Saturday, April 21, 2018

It Happened at the World's Fair

It Happened at the World's Fair (Norman Taurog, 1963) I'm something of a lunkhead about Elvis Presley, even though I grew up in the Elvisian Era.  Fact is, I was born into the Presley presence—he was a fact of life and nothing revolutionary to me, and by the time I was actually cognizant of him, aware, he had moved on from being a rock n' roll revolutionary to being something of a lounge lizard. He'd evolved on to the Hollywood Elvis period, where there was less emphasis on picking good material and taking chances and more on banking on his success and name recognition, while also taking the edge off his persona to be more acceptable to "Mom and Dad America." The films started out somewhat inspired, even special, then settled into a pattern of sticking the King into formula scenarios pulled from the screenwriters' template that had the feel (and factory precision) of romance novels. They did the job, but had all the nutritional and aesthetic value of a TV-dinner, circa 1960.

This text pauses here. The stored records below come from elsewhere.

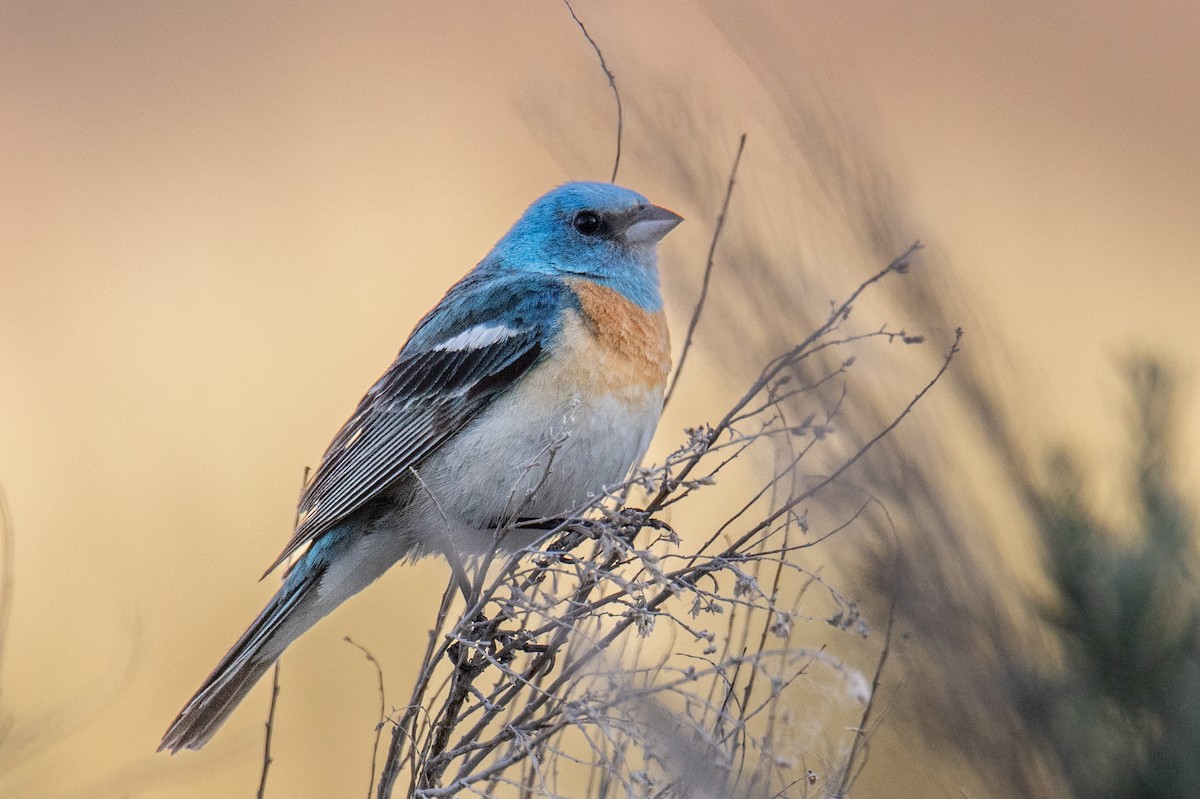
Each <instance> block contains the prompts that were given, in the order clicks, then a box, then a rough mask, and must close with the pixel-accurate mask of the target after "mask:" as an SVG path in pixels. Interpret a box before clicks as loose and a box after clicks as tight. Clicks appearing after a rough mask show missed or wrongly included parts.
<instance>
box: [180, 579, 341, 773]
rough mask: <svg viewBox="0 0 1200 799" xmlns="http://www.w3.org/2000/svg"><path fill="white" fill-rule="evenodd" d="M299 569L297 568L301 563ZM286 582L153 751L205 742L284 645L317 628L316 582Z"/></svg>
mask: <svg viewBox="0 0 1200 799" xmlns="http://www.w3.org/2000/svg"><path fill="white" fill-rule="evenodd" d="M301 565H302V564H301ZM318 578H319V575H311V576H308V578H304V579H295V581H293V579H288V581H286V582H284V584H283V587H282V588H280V590H278V593H277V594H276V595H275V596H272V597H271V601H270V602H269V603H268V605H266V607H265V608H264V609H263V612H262V613H259V614H258V618H257V619H254V620H253V623H251V625H250V627H247V629H246V631H245V632H244V633H241V637H240V638H239V639H238V643H235V644H234V645H233V649H230V650H229V651H228V653H227V654H226V656H224V657H222V659H221V662H220V663H217V667H216V668H214V669H212V673H211V674H209V677H208V679H206V680H204V684H203V685H202V686H200V689H199V690H198V691H197V692H196V695H194V696H193V697H192V698H191V699H188V702H187V704H185V705H184V709H182V710H180V711H179V715H178V716H176V717H175V721H173V722H172V725H170V727H169V728H168V729H167V733H166V734H164V735H163V737H162V743H161V744H160V745H158V751H160V752H161V751H163V750H170V752H172V753H174V752H178V751H179V750H181V749H199V747H202V746H204V744H206V743H208V741H209V739H210V738H212V735H214V734H215V733H216V731H217V729H218V728H220V727H221V725H223V723H224V722H226V719H228V717H229V714H230V713H233V711H234V709H235V708H236V707H238V705H239V704H240V703H241V701H242V699H244V698H245V697H246V693H248V692H250V690H251V689H252V687H254V685H256V684H257V683H258V680H259V678H262V677H263V674H264V673H266V669H269V668H270V667H271V665H272V663H274V662H275V661H276V660H277V659H278V656H280V655H281V654H282V653H283V650H284V649H286V648H287V645H288V644H290V643H292V642H293V641H295V639H296V638H298V637H300V635H301V633H302V632H305V631H306V630H307V629H308V627H311V626H312V625H313V624H316V623H317V620H318V619H319V618H320V617H322V615H324V613H319V612H314V611H316V609H317V608H316V607H314V599H316V591H314V588H316V585H317V579H318Z"/></svg>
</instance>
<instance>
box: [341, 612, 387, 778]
mask: <svg viewBox="0 0 1200 799" xmlns="http://www.w3.org/2000/svg"><path fill="white" fill-rule="evenodd" d="M342 641H344V642H346V643H348V644H350V645H352V647H354V648H355V649H358V650H359V651H361V653H362V654H364V655H365V656H366V659H367V660H368V661H371V665H372V666H374V667H376V678H378V680H379V723H377V725H376V744H374V746H373V747H372V749H371V780H370V781H368V782H367V799H371V794H372V793H374V774H376V765H377V763H378V757H379V739H380V737H382V735H383V726H384V722H386V720H388V705H386V703H385V702H384V692H383V667H382V666H379V661H378V660H376V656H374V655H372V654H371V650H370V649H367V648H366V647H364V645H362V644H360V643H359V642H358V641H355V639H354V638H352V637H349V636H346V637H343V638H342Z"/></svg>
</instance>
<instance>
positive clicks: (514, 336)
mask: <svg viewBox="0 0 1200 799" xmlns="http://www.w3.org/2000/svg"><path fill="white" fill-rule="evenodd" d="M540 355H541V344H540V341H539V336H538V335H536V332H535V331H534V330H529V331H526V332H522V334H520V335H516V336H511V337H508V338H504V340H502V341H499V342H496V343H493V344H488V346H486V347H479V348H470V349H458V350H439V349H428V350H424V352H420V353H414V354H412V355H407V356H406V355H403V354H401V356H400V358H398V359H396V362H395V364H392V365H391V367H390V368H389V370H388V372H385V373H384V376H383V377H382V378H379V380H378V382H377V383H376V384H374V386H372V388H371V390H370V391H367V394H366V396H365V397H362V399H361V401H360V402H359V407H358V409H356V410H355V411H354V415H352V416H350V417H349V420H347V422H346V423H344V425H343V426H342V429H340V431H338V432H337V435H335V437H334V440H332V441H331V443H330V445H329V449H328V450H326V451H325V455H324V456H323V457H322V461H320V465H319V467H317V471H316V473H313V475H312V479H311V480H310V481H308V485H307V486H306V487H305V491H304V493H302V494H301V495H300V505H299V510H300V517H299V523H298V524H296V529H295V533H294V534H293V536H292V540H290V541H289V542H288V545H287V547H284V548H283V552H282V553H281V554H280V557H278V558H277V559H276V560H275V563H274V564H271V567H270V569H268V570H266V571H268V572H270V571H271V570H274V569H275V567H276V566H278V565H280V564H281V563H283V561H284V560H286V559H287V558H288V557H289V555H290V554H292V553H294V552H296V551H298V549H299V548H300V547H302V546H304V545H305V543H307V542H308V541H312V540H313V539H316V537H317V536H319V535H320V534H322V533H325V531H326V530H329V529H330V528H332V527H334V525H335V524H337V523H338V522H341V521H342V519H344V518H346V517H347V516H349V515H350V513H353V512H354V511H356V510H359V509H360V507H362V506H364V505H365V504H367V503H368V501H371V500H372V499H374V498H376V497H378V495H379V494H380V492H383V491H385V489H386V488H388V487H389V486H391V485H392V483H394V482H395V481H396V480H397V479H400V477H401V476H402V475H403V474H404V473H406V471H408V470H409V469H410V468H413V467H416V465H418V464H420V462H421V461H424V459H425V458H426V457H428V456H430V453H432V452H433V451H434V450H436V449H437V447H438V446H440V445H442V444H444V443H445V441H446V439H449V438H450V437H452V435H454V434H455V433H457V432H458V431H460V429H462V427H463V426H464V425H466V423H467V422H468V421H470V420H472V419H473V417H474V416H475V415H476V414H479V413H480V411H481V410H484V408H486V407H487V405H488V404H491V403H492V402H493V401H494V399H496V398H497V397H498V396H500V395H502V394H504V392H505V391H506V390H509V389H510V388H511V386H512V385H514V384H516V382H517V380H518V379H520V378H521V377H522V376H523V374H524V373H526V372H528V371H529V368H530V367H532V366H533V365H534V364H535V362H536V361H538V359H539V356H540Z"/></svg>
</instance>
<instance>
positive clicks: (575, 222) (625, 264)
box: [488, 182, 683, 308]
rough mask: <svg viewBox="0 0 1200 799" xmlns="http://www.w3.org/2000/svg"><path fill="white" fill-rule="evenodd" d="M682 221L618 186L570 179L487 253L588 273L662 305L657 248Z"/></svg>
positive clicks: (531, 267)
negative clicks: (677, 224) (659, 286)
mask: <svg viewBox="0 0 1200 799" xmlns="http://www.w3.org/2000/svg"><path fill="white" fill-rule="evenodd" d="M682 221H683V217H682V216H679V215H678V214H674V212H673V211H668V210H667V209H665V208H659V206H658V205H652V204H650V203H649V200H647V199H646V198H644V197H642V196H641V194H638V193H637V192H634V191H630V190H628V188H622V187H620V186H614V185H612V184H595V182H574V184H565V185H563V186H559V187H558V188H554V190H552V191H550V192H547V193H546V194H544V196H542V197H540V198H539V199H536V200H535V202H534V203H533V205H530V206H529V208H528V210H526V212H524V214H523V215H522V216H521V218H520V220H517V222H516V224H514V226H512V228H511V229H510V230H509V232H508V233H506V234H505V235H504V238H503V239H500V241H499V242H497V245H496V247H494V248H493V250H492V253H491V256H488V258H490V259H494V260H496V262H497V264H498V265H502V268H506V269H522V270H529V271H538V272H553V274H559V275H564V276H581V277H587V278H590V280H594V281H596V282H599V283H604V284H607V286H611V287H612V288H614V289H617V290H619V292H620V293H622V294H624V295H625V296H628V298H629V299H630V300H632V301H635V302H637V304H638V305H641V306H643V307H648V308H656V307H660V306H661V300H660V299H659V294H658V270H656V252H655V246H656V245H658V242H659V240H660V239H662V236H665V235H666V234H667V233H670V232H671V230H672V229H673V228H674V227H676V226H677V224H679V223H680V222H682Z"/></svg>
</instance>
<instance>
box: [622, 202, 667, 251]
mask: <svg viewBox="0 0 1200 799" xmlns="http://www.w3.org/2000/svg"><path fill="white" fill-rule="evenodd" d="M625 218H626V220H628V224H626V226H625V229H624V230H622V232H620V233H619V234H618V238H619V239H620V240H622V241H624V242H625V244H654V242H656V241H659V240H661V239H662V236H665V235H666V234H668V233H671V232H672V230H673V229H674V227H676V226H677V224H679V223H680V222H683V217H682V216H679V215H678V214H676V212H674V211H668V210H667V209H665V208H659V206H658V205H640V206H638V208H636V209H634V211H632V212H631V214H630V215H629V216H626V217H625Z"/></svg>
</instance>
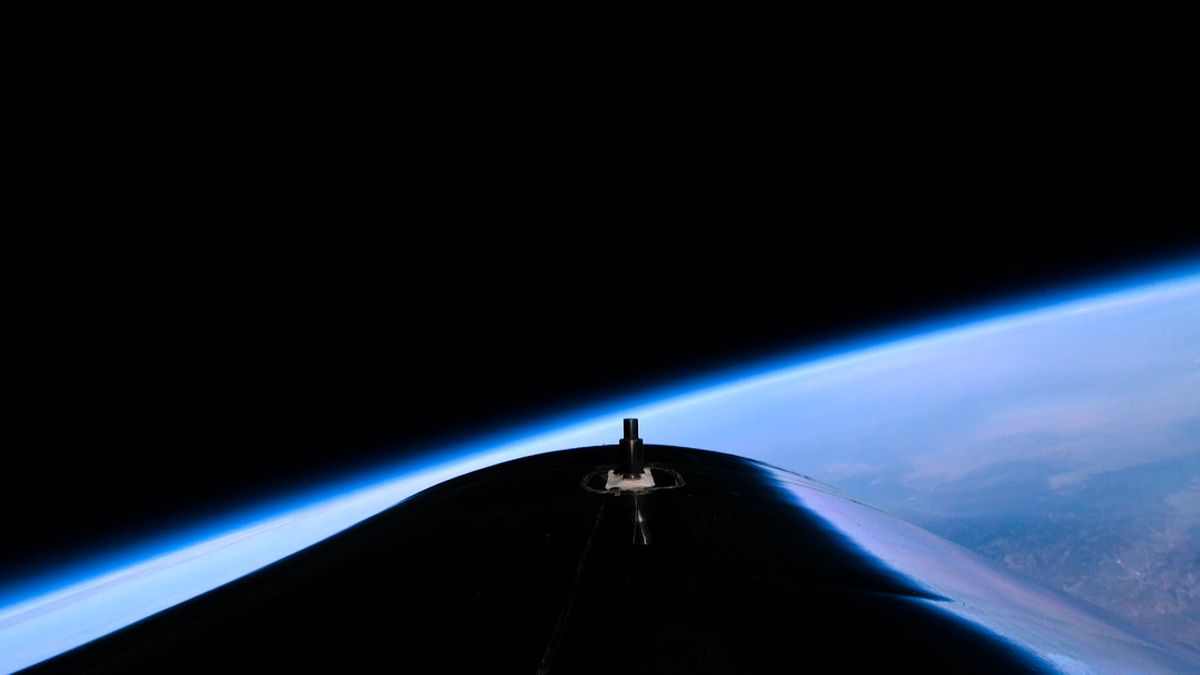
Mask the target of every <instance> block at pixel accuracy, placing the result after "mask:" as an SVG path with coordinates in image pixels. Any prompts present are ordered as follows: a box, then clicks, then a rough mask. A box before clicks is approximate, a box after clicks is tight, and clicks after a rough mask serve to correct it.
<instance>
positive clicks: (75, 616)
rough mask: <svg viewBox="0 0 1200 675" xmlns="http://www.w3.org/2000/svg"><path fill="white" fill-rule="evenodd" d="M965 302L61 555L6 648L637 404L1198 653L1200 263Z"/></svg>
mask: <svg viewBox="0 0 1200 675" xmlns="http://www.w3.org/2000/svg"><path fill="white" fill-rule="evenodd" d="M778 311H803V304H802V303H799V301H798V303H797V306H796V307H779V310H778ZM953 323H954V324H953V325H952V323H949V322H948V323H944V324H943V325H942V327H926V329H923V330H919V331H918V330H910V331H908V333H907V335H893V336H890V337H887V336H878V337H877V339H876V340H874V344H872V345H865V344H864V345H845V346H841V347H839V348H835V350H834V348H832V350H829V351H827V352H826V353H821V354H811V353H810V354H800V356H798V357H792V358H790V359H782V360H779V362H776V363H775V364H766V365H757V366H754V368H748V369H746V370H744V371H742V372H737V374H726V375H724V376H709V377H708V378H707V380H706V381H697V382H695V383H692V384H689V386H680V387H678V388H677V389H674V390H673V392H661V393H656V394H653V395H646V396H642V398H641V399H640V400H637V401H626V402H624V404H614V405H612V406H606V407H604V408H602V410H592V411H581V412H580V413H578V414H577V416H574V417H571V418H568V419H560V420H551V422H547V423H544V424H542V425H540V426H538V428H530V429H523V430H514V431H512V434H510V435H509V436H508V437H506V438H490V440H480V441H479V442H476V443H473V444H470V446H464V447H460V448H446V449H444V450H443V452H440V453H439V454H437V455H436V456H430V458H428V459H427V460H426V461H424V462H421V464H420V465H413V464H410V462H409V464H406V465H401V466H394V467H383V468H380V470H378V471H376V472H372V473H371V474H365V476H361V477H359V478H358V479H355V480H354V482H350V483H342V484H338V485H326V486H322V488H320V489H319V490H314V491H310V492H305V494H301V495H294V496H292V497H290V498H289V500H287V501H282V502H274V503H270V504H266V506H264V507H260V508H259V509H257V510H256V512H253V513H242V514H234V515H229V516H226V518H224V519H222V520H221V521H220V522H212V524H206V525H205V524H202V525H198V526H197V527H194V528H192V530H190V531H188V532H187V533H186V536H182V534H180V533H175V534H174V536H173V537H172V538H170V539H167V538H164V539H161V540H157V542H154V540H152V542H146V543H145V544H144V545H143V546H140V548H138V549H136V550H128V551H124V552H118V554H114V555H113V556H109V557H107V558H104V560H103V561H82V562H80V565H78V566H76V567H73V568H71V569H61V571H54V572H53V573H49V574H47V575H46V577H43V578H40V579H31V580H30V581H29V583H28V584H25V585H23V586H20V587H13V589H5V590H4V591H2V592H0V608H2V609H0V670H4V671H7V670H11V669H16V668H20V667H23V665H29V664H31V663H36V662H38V661H41V659H44V658H48V657H49V656H54V655H55V653H59V652H61V651H64V650H66V649H71V647H72V646H77V645H79V644H83V643H84V641H88V640H90V639H94V638H96V637H100V635H103V634H106V633H108V632H110V631H114V629H116V628H120V627H121V626H126V625H128V623H131V622H133V621H137V620H138V619H142V617H144V616H148V615H150V614H152V613H155V611H158V610H161V609H164V608H167V607H170V605H173V604H176V603H179V602H182V601H185V599H187V598H190V597H193V596H196V595H198V593H200V592H204V591H206V590H210V589H212V587H216V586H218V585H221V584H223V583H226V581H229V580H232V579H235V578H238V577H240V575H242V574H245V573H247V572H251V571H253V569H257V568H258V567H262V566H264V565H269V563H270V562H272V561H275V560H278V558H280V557H283V556H286V555H288V554H290V552H294V551H296V550H299V549H301V548H304V546H307V545H310V544H312V543H314V542H318V540H320V539H322V538H324V537H328V536H329V534H331V533H334V532H337V531H340V530H342V528H344V527H347V526H349V525H353V524H354V522H356V521H359V520H361V519H362V518H366V516H367V515H371V514H373V513H377V512H379V510H382V509H384V508H386V507H389V506H391V504H394V503H396V502H398V501H401V500H403V498H404V497H407V496H409V495H412V494H414V492H415V491H419V490H421V489H424V488H426V486H430V485H433V484H436V483H438V482H442V480H445V479H448V478H450V477H454V476H457V474H461V473H463V472H467V471H472V470H474V468H480V467H484V466H488V465H492V464H496V462H498V461H504V460H506V459H512V458H517V456H524V455H529V454H534V453H539V452H547V450H552V449H560V448H569V447H578V446H588V444H595V443H605V442H608V443H612V442H614V441H616V440H617V438H618V437H619V436H620V417H638V418H641V429H642V437H643V438H646V440H647V442H650V443H662V444H678V446H690V447H697V448H707V449H714V450H721V452H727V453H734V454H739V455H745V456H749V458H752V459H757V460H762V461H766V462H769V464H773V465H775V466H779V467H782V468H787V470H790V471H794V472H798V473H802V474H805V476H808V477H811V478H814V479H816V480H820V482H822V483H824V484H827V485H830V486H833V488H835V489H836V490H838V491H840V492H841V494H844V495H846V496H850V497H852V498H856V500H859V501H863V502H865V503H868V504H871V506H874V507H877V508H880V509H882V510H886V512H889V513H893V514H895V515H899V516H901V518H904V519H906V520H908V521H911V522H913V524H916V525H919V526H922V527H925V528H928V530H930V531H932V532H935V533H937V534H941V536H942V537H946V538H947V539H949V540H952V542H955V543H958V544H960V545H962V546H966V548H967V549H971V550H974V551H977V552H979V554H982V555H984V556H986V557H989V558H991V560H994V561H996V562H997V563H998V565H1001V566H1003V567H1004V568H1007V569H1008V571H1009V572H1012V573H1014V574H1016V575H1019V577H1022V578H1025V579H1028V580H1032V581H1034V583H1037V584H1040V585H1044V586H1049V587H1052V589H1056V590H1060V591H1063V592H1066V593H1069V595H1072V596H1075V597H1079V598H1082V599H1084V601H1087V602H1090V603H1093V604H1096V605H1099V607H1100V608H1103V609H1105V610H1108V611H1109V613H1111V614H1112V615H1115V616H1116V617H1117V620H1118V621H1123V622H1124V623H1126V625H1128V626H1133V627H1134V628H1136V629H1139V631H1140V632H1141V633H1144V634H1147V635H1150V637H1152V638H1153V639H1157V640H1158V641H1162V643H1165V644H1169V645H1172V646H1175V647H1177V649H1182V650H1186V651H1190V652H1192V653H1194V655H1200V274H1192V275H1190V276H1175V277H1174V279H1168V280H1160V281H1157V282H1147V283H1142V285H1139V286H1130V287H1126V288H1120V289H1112V288H1109V289H1108V291H1105V292H1097V293H1093V294H1091V295H1090V297H1085V298H1082V299H1074V300H1070V301H1060V303H1057V304H1050V305H1049V306H1042V307H1038V309H1025V310H1020V311H1015V310H1013V311H1004V312H997V311H994V312H990V313H989V315H985V316H977V317H974V319H971V321H967V319H960V321H958V322H953ZM647 459H648V460H649V461H653V458H647Z"/></svg>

Culturally, the U.S. had swiveled away from mambo (Castro's overthrow of Cuba being the main reason, as well as the inevitable momentum of faddishness) and gone Polynesian—the American Eagle had sunk its claws into Hawaii permanently, folding it into statehood, and Tiki had started to invade American dens and Trader Vic's was the big restaurant. At the same time, Seattle was looking to the future, Sputnik having launched America's fledgling space program into a panicky orbit, and the plastic revolution bombarding American kitchens. City fathers (one of whom was my father's employer) started a campaign to bring another World's Fair to the home of Boeing (its first being the Alaska-Yukon-Pacific Exhibition in 1910—on the site of what is now the University of Washington). This one would be more forward thinking, embracing science and technology, and the 1962 Seattle World's fair was dubbed "Century 21." It was surprisingly successful, managing to turn the city's "Warren Avenue slum" where the Armory was housed into a central hub of the downtown era...and—a rarity for World's Fairs—turn a profit.
The organizers were particularly good at attracting celebrities and entertainers to the Fair, and only the Cuban Missile Crisis kept President Kennedy from officiating over the closing ceremonies. They even managed to make a movie deal with M-G-M for Elvis to make a movie, no doubt paying the studio a handsome sum for the privilege, while also getting some of the corporate sponsors of the Fair to contribute towards the film (probably the reason why G-M's "car of the future" figures so prominently in the film—for no apparent reason). If it was to promote tourism and the Fair, they might have worked out the timeline a little better—The film opened in April of 1963, six months after it had closed!
It Happened at the World's Fair (It's rather tough to determine what "it" is) is a fairly lousy Presley programmer, short of plot (Elvis is a pilot of a crop-duster, in partnership with Gary Lockwoodand gambling debts force them to try and raise money to buy their plane "Bessie" back) but it's the gristliest of connective tissue between songs that were barely charting and love scenes for the fans. Director Norman Taurog was an efficient, if uninspired, director who moved from silent pictures through studio series—his peak years were directing the Martin and Lewis comedies before Lewis got the directing bug—who could be counted on to bring things in on-time and under-budget. He was good at logistics, and managed to keep the studio accountants happy that his films were managed enough to be able to make a profit at the box-office. And his experience with comedies made him a good candidate for making things light and airy and moving fast.
Which is what this one needed. Seeing it as a kid, I thought it was the dullest thing in the world and needed more shots of The Space Needle and, frankly, The Fair. Seeing it as an adult is a grim experience when noting that your tastes haven't changed much. There are faint flashes of wit once in awhile, but it goes without for long stretches of obvious, perfunctory film-making. But, face it, the thing was a commercial enterprise that had outlived its usefulness except to sell records for M-G-M, rather than break them.  It does have one oddity worth noting for trivialists: in the role of a kid who kicks Elvis in the shins (to fake an injury to see a pretty nurse) is Kurt Russell, who would play Presley in John Carpenter's biographical film (produced by the late Dick Clark, by the way).